Diesen Titel kann den Spielern und dem Verband niemand mehr nehmen, auch wenn man heute vor einem Scherbenhaufen steht. Der DFB ist gefragt, Lösungen zu präsentieren. Das wird nicht unkompliziert, zumal der DFB parallel auch ein anderes Problem lösen sollte: Dem Verband wird seit einigen Jahren vorgeworfen, den Kontakt zur Basis verloren zu haben. Grindel versucht sich seit einer Weile, als Präsident des Fußballvolkes zu verkaufen, engagierte eine Agentur, um seine Auftritte auf Facebook und Twitter zu inszenieren. Das gehört heute zum Geschäft. Ob es authentisch wirkt, steht allerdings auf einem anderen Blatt. Viel zu oft wirkt das Team in den Augen der Fans wie ein Produkt, das viel zu intensiv vermarktet wird. Die große Euphorie um die Nationalmannschaft ist längst verflogen, ihre Spiele sind teilweise nicht einmal mehr ausverkauft.

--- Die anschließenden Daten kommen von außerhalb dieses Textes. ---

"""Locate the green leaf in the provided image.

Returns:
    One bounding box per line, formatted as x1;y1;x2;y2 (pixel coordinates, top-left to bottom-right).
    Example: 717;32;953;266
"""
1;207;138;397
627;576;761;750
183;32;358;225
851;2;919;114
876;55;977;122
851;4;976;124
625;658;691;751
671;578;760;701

Mesut Özil: Fallen gelassen wie eine heiße Kartoffel

Musterbeispiel für all diese Irrungen ist die (spätestens jetzt) albern wirkende #ZSMMN-Kampagne, die sich die kreativen Köpfe in der DFB-Zentrale vor der WM ausgedacht hatten. Mutig, innovativ und selbstbewusst sollte das wirken. Doch vom Wort "zusammen" ist nicht mehr viel übrig.

Mesut Özil steht dafür wie kein zweiter. Es wäre ein Armutszeugnis für den Deutschen Fußball-Bund, wenn er nun tatsächlich zurücktreten sollte. Im Alter von 29 Jahren. Fallen gelassen wie eine heiße Kartoffel. Ja, Mesut Özil hat Fehler gemacht. Auf und abseits des Platzes. Doch solch einen Abschied hätte ein Weltmeister nicht verdient.